Railway station in Queensland, Australia

Dalby railway station is located on the Western line in Queensland, Australia, serving the town of Dalby. The station has one platform with a passing loop and opened on 16 April 1868. The Dalby station has had 3 station building over its lifetime, the first built at the western end of the platform. This was removed and a new building built at the eastern end of the platform so that an additional platform could be constructed to service the newly created branch lines to Tara (which would eventually stretch to Meandarra and Glenmorgan), Jandowae and Bell (the Bell branch railway was mothballed in 1994, the Jandowae line was closed in 2013 and the Glenmorgan Line was closed to rail traffic past Meandarra in 2013 and remains "booked out of use" by Aurizon and Watco Australia past Meandarra as of 2022). The wooden station building built in 1913 was burned down in 1930, to be replaced later in that year by a pre-cast concrete building using the same foundations and floor plan of the original building.
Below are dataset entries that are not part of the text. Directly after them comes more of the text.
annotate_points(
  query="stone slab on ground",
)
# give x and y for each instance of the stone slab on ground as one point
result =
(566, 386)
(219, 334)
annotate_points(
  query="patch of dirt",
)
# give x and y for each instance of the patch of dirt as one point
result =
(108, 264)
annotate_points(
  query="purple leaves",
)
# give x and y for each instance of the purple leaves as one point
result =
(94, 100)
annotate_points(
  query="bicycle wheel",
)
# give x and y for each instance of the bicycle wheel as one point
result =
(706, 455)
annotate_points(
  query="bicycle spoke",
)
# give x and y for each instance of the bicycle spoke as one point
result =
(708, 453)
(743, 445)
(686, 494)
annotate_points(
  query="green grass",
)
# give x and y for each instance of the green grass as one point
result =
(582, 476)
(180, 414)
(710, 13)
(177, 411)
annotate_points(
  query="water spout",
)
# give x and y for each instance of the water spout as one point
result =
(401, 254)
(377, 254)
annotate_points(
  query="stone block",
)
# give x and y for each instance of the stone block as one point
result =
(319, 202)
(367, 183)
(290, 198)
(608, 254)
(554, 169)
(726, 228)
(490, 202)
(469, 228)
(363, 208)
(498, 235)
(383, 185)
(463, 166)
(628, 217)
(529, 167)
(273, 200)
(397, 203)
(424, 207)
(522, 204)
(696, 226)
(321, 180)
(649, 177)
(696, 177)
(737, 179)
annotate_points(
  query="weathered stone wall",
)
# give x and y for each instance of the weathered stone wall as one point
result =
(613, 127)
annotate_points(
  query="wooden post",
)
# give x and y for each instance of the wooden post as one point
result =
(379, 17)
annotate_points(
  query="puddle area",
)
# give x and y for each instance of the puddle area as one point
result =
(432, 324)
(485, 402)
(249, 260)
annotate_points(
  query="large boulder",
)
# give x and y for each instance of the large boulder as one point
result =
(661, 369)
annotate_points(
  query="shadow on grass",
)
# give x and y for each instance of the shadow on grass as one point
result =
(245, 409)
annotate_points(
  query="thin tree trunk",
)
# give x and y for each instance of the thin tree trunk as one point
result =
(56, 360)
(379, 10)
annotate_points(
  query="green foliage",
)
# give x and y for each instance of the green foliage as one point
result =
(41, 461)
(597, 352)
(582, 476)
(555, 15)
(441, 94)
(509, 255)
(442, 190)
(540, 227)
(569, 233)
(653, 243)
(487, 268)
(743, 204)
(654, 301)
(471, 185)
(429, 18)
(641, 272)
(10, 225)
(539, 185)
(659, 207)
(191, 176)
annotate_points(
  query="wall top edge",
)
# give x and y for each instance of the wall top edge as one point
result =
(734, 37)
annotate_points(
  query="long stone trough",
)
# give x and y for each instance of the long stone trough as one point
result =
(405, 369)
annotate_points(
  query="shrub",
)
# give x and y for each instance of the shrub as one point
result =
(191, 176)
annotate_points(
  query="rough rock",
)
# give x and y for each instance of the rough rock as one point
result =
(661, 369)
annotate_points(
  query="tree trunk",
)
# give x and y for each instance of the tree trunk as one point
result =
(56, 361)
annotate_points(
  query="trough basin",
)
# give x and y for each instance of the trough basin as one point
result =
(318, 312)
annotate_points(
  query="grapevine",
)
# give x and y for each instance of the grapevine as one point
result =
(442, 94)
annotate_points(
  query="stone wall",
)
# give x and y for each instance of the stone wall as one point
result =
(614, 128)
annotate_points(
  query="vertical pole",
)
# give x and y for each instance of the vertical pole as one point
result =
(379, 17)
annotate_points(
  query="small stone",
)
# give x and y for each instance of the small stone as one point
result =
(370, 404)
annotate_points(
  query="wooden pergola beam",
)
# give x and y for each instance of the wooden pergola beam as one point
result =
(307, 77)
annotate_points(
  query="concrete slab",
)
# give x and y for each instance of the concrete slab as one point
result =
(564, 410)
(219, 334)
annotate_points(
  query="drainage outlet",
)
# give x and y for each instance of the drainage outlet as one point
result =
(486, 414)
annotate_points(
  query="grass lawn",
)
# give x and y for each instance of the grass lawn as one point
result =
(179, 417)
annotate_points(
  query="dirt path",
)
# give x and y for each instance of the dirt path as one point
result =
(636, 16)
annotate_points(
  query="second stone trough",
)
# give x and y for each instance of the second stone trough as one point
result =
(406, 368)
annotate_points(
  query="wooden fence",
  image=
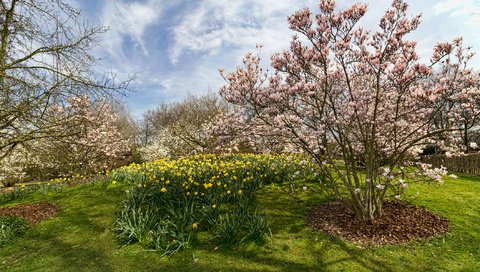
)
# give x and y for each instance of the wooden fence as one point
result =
(469, 164)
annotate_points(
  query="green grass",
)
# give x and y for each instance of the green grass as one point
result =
(79, 238)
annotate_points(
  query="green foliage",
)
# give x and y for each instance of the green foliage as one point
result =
(171, 201)
(80, 236)
(10, 228)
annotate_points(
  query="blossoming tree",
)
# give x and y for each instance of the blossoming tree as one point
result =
(91, 140)
(360, 103)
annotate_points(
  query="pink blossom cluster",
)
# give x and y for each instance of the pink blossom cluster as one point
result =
(346, 93)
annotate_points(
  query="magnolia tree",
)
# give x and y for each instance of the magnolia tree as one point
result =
(91, 139)
(179, 129)
(360, 103)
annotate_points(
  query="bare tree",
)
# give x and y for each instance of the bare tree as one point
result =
(181, 126)
(45, 58)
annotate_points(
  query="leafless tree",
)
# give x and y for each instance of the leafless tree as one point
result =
(45, 58)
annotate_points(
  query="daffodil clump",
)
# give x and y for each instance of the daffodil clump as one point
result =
(170, 201)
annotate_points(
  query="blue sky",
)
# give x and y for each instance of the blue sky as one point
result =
(175, 47)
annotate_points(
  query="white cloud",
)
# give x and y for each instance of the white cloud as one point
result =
(459, 8)
(128, 20)
(239, 25)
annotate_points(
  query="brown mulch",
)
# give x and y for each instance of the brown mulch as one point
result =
(33, 213)
(399, 223)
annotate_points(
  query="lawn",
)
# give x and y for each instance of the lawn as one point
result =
(79, 238)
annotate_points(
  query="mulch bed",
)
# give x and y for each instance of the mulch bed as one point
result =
(33, 213)
(399, 223)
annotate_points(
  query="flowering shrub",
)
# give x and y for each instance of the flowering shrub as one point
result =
(86, 141)
(342, 92)
(170, 201)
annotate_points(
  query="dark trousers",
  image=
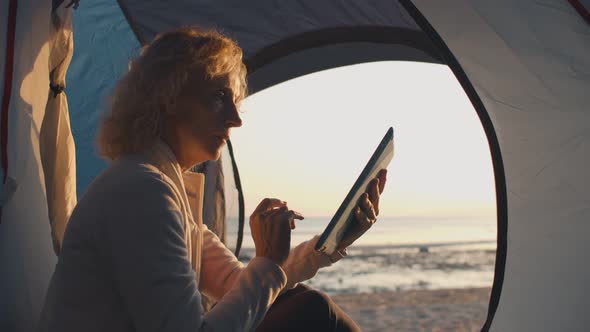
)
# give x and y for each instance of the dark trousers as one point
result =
(305, 309)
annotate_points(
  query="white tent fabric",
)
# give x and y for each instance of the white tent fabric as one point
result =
(56, 143)
(524, 64)
(530, 65)
(26, 256)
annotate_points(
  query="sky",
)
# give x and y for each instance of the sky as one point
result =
(306, 141)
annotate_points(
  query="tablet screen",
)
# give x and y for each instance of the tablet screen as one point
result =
(344, 216)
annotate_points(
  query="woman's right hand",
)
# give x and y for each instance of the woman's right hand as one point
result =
(270, 225)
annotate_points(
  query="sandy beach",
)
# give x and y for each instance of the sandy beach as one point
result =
(418, 310)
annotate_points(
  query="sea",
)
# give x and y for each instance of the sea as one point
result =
(404, 254)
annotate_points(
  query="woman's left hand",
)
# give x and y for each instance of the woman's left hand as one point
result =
(366, 211)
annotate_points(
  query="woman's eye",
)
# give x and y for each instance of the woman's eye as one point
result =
(219, 97)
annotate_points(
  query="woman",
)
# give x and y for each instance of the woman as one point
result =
(136, 255)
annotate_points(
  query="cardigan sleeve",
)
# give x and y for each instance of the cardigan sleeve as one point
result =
(151, 270)
(304, 262)
(219, 266)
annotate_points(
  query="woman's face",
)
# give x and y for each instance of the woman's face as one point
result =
(202, 119)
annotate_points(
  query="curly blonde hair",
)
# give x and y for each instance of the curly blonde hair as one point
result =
(155, 80)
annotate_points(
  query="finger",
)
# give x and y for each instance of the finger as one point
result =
(269, 203)
(274, 213)
(362, 218)
(382, 176)
(367, 207)
(374, 194)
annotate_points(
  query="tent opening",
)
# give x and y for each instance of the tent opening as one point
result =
(307, 139)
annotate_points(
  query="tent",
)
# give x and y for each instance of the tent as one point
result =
(524, 64)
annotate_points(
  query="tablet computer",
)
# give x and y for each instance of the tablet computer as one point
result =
(344, 216)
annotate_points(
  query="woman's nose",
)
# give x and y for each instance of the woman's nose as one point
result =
(233, 117)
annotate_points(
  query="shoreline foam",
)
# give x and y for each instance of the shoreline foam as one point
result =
(418, 310)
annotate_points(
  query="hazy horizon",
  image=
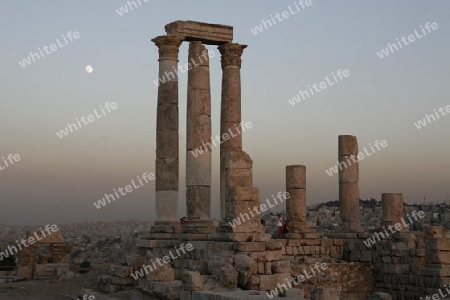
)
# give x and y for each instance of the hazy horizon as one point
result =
(59, 179)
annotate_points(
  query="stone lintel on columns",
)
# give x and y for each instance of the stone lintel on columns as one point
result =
(211, 34)
(169, 46)
(231, 54)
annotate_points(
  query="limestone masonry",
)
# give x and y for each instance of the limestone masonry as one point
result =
(245, 262)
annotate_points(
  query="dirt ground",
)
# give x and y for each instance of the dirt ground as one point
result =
(71, 289)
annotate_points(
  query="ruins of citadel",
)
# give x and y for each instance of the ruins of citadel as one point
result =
(244, 262)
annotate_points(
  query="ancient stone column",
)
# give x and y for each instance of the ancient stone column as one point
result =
(348, 184)
(167, 148)
(198, 136)
(392, 206)
(296, 203)
(230, 117)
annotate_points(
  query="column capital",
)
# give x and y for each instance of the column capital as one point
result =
(231, 54)
(168, 45)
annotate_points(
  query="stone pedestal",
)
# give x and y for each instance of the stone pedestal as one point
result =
(167, 145)
(198, 136)
(296, 203)
(348, 184)
(392, 206)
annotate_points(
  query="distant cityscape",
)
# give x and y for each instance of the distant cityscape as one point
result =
(110, 242)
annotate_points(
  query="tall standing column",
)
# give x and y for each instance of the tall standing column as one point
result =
(296, 203)
(230, 117)
(392, 206)
(348, 184)
(167, 145)
(198, 136)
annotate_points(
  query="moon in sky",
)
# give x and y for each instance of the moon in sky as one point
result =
(89, 69)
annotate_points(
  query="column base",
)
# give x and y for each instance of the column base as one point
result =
(300, 227)
(249, 226)
(200, 226)
(349, 227)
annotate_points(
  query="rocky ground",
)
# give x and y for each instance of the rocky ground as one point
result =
(72, 289)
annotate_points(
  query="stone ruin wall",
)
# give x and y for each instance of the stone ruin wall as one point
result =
(246, 257)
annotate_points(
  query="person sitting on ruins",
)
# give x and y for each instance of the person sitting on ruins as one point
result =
(280, 226)
(286, 227)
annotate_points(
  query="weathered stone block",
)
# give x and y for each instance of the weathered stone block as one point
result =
(167, 117)
(214, 34)
(167, 144)
(242, 193)
(283, 266)
(273, 255)
(238, 177)
(167, 169)
(295, 177)
(249, 246)
(192, 281)
(237, 159)
(199, 133)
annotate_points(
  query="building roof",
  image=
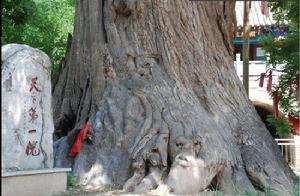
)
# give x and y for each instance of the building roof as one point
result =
(256, 18)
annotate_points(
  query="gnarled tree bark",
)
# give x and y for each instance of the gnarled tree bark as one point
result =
(157, 82)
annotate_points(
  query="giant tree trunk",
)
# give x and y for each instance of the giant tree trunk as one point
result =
(156, 80)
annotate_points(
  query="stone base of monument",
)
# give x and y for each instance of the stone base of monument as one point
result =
(42, 182)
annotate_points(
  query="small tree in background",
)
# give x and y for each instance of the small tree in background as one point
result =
(42, 24)
(286, 51)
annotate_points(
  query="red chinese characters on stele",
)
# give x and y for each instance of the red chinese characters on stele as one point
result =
(32, 148)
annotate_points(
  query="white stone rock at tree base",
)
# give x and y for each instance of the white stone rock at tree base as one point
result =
(21, 113)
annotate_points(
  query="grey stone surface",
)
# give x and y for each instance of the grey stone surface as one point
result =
(27, 123)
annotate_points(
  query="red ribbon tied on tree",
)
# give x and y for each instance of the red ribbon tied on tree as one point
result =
(261, 79)
(275, 103)
(269, 86)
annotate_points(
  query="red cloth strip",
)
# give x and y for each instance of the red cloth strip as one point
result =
(275, 104)
(261, 79)
(76, 147)
(269, 86)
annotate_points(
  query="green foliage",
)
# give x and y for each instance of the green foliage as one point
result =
(42, 24)
(285, 51)
(283, 128)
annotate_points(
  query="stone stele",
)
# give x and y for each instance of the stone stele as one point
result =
(27, 123)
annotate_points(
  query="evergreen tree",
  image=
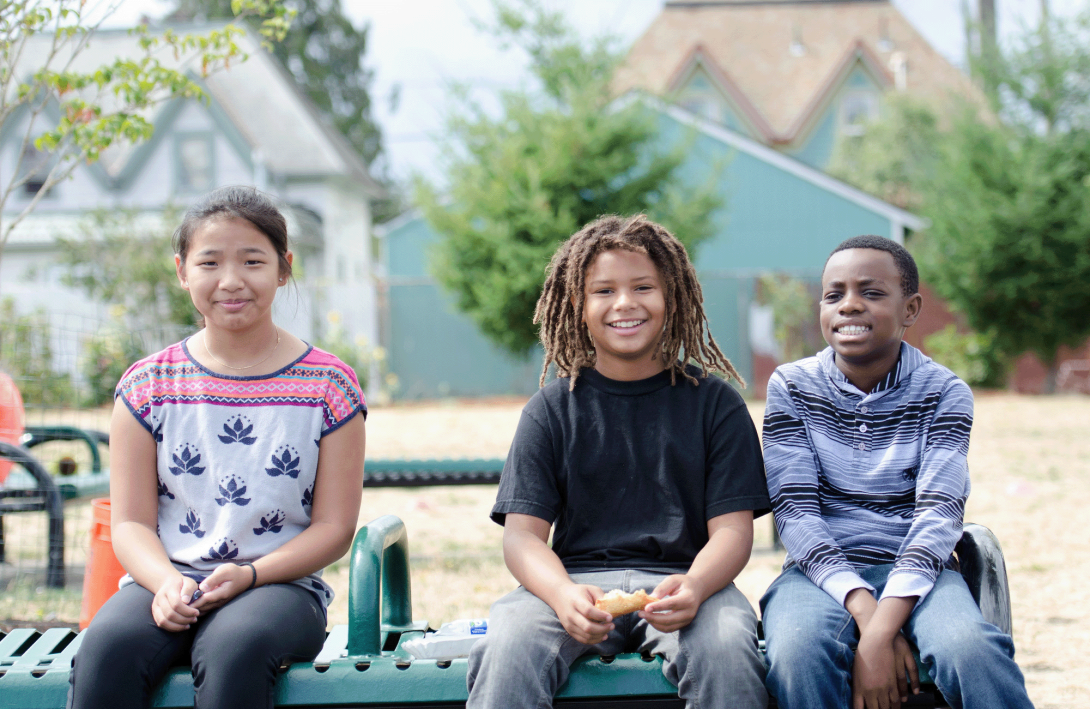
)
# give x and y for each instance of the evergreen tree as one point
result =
(553, 159)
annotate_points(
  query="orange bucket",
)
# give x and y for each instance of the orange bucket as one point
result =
(104, 571)
(11, 419)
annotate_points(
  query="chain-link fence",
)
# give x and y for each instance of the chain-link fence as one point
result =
(62, 370)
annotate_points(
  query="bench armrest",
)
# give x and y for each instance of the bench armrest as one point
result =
(378, 580)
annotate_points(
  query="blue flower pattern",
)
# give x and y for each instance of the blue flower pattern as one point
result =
(285, 463)
(231, 491)
(223, 551)
(271, 523)
(239, 432)
(185, 460)
(192, 525)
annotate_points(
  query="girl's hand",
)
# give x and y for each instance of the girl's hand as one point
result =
(223, 584)
(681, 597)
(574, 607)
(170, 608)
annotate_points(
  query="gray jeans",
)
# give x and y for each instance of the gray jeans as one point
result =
(527, 655)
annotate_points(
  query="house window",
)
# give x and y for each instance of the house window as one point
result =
(700, 96)
(35, 168)
(857, 109)
(195, 168)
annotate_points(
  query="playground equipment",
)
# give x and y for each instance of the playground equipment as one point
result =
(364, 664)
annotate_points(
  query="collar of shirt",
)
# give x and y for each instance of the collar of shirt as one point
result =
(908, 360)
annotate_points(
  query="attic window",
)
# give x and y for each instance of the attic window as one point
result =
(195, 167)
(701, 97)
(35, 168)
(858, 108)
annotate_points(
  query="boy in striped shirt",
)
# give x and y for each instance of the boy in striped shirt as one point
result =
(866, 452)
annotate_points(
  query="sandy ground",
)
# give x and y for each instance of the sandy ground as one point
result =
(1030, 464)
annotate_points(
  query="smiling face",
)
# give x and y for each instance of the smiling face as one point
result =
(863, 311)
(625, 311)
(232, 273)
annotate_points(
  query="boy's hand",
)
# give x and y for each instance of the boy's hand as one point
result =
(681, 597)
(874, 675)
(170, 609)
(574, 605)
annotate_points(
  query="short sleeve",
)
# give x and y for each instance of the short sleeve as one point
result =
(343, 398)
(136, 388)
(529, 482)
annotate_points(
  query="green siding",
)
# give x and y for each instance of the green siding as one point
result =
(407, 249)
(818, 146)
(436, 351)
(726, 304)
(773, 220)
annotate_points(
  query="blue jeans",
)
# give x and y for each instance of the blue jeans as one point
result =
(525, 657)
(811, 645)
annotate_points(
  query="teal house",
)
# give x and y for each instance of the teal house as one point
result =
(762, 92)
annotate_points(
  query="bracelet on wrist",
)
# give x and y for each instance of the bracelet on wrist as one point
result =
(253, 580)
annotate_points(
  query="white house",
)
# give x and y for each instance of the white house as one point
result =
(256, 128)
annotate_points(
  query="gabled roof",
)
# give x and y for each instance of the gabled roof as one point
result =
(257, 96)
(785, 163)
(786, 56)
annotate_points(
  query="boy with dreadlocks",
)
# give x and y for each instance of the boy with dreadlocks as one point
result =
(651, 470)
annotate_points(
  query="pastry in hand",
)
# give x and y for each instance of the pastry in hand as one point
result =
(619, 602)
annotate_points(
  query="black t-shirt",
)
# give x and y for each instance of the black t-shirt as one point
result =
(631, 471)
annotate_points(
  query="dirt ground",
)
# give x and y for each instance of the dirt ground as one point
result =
(1030, 465)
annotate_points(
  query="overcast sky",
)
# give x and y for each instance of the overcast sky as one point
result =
(421, 46)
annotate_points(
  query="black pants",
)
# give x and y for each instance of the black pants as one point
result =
(234, 650)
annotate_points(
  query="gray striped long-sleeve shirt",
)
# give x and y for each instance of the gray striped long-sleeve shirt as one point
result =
(862, 479)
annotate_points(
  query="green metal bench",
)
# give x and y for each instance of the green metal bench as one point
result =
(363, 663)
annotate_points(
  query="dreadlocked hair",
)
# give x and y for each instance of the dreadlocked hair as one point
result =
(559, 310)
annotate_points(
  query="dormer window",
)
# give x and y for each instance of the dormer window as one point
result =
(858, 108)
(700, 97)
(35, 167)
(195, 165)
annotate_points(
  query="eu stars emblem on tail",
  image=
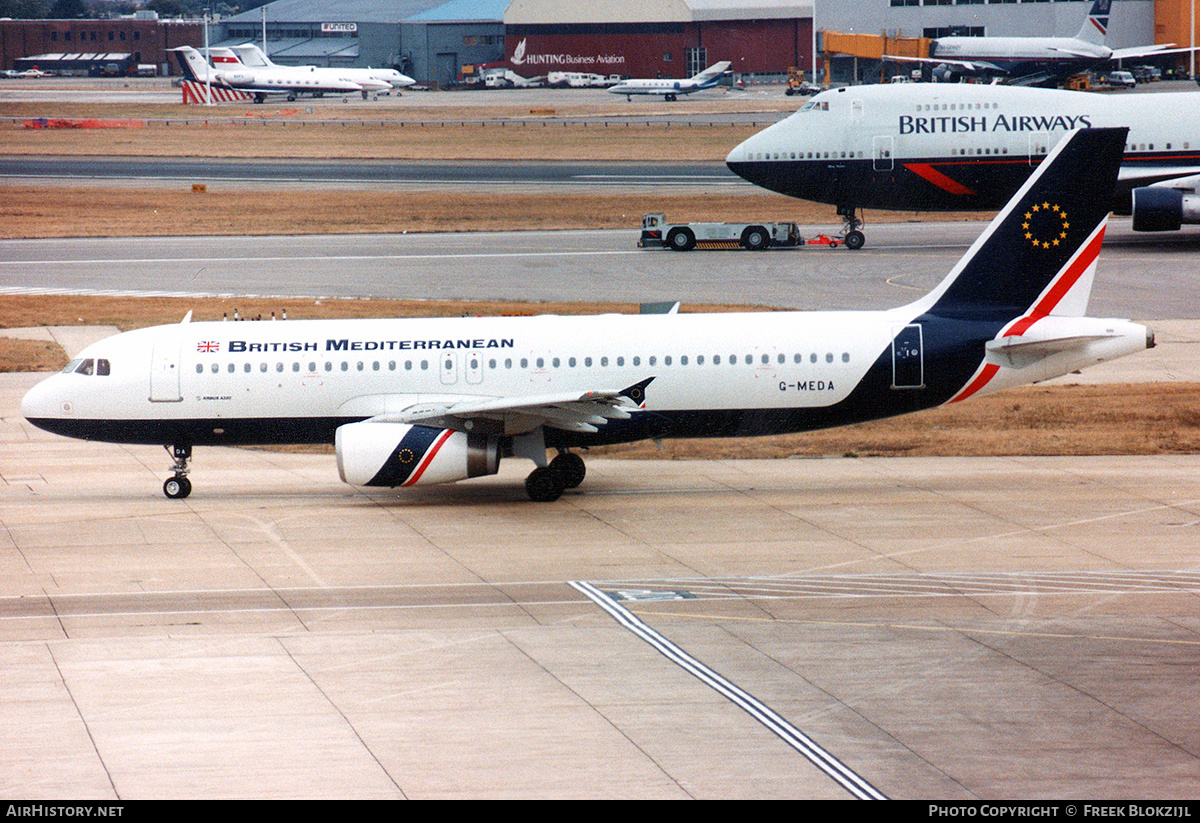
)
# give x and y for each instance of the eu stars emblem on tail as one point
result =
(1045, 224)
As of 1 December 2015, the building is occupied by the community group "Western Downs Outreach Project". The station building is now used as a community lounge that is open six days a week. A soup kitchen operates on Monday, Thursday & Saturday nights. Markets are held at front and within the station building on the first Sunday of each month. All proceeds are used to restore the building and continue the soup kitchen.

==Services==
Dalby is served by Queensland Rail Travel's twice weekly Westlander service travelling between Brisbane and Charleville.

The westbound service (3S86) bound for Charleville stops at Dalby at 1:17am on Wednesdays and Fridays with loading and unloading completed by on-board staff.

The eastbound service (3987) coming from Charleville stops at Dalby at 4:47am on Thursdays and Saturdays with loading and unloading completed by on-board staff.

The Ticket office is operated by Western Downs Outreach Project as an agent for Queensland Rail Travel.Open Mon - Fri 10am - 4pm. It also serves as an agent for Greyhound Australia, Murray's Coaches and Premier Motor Services.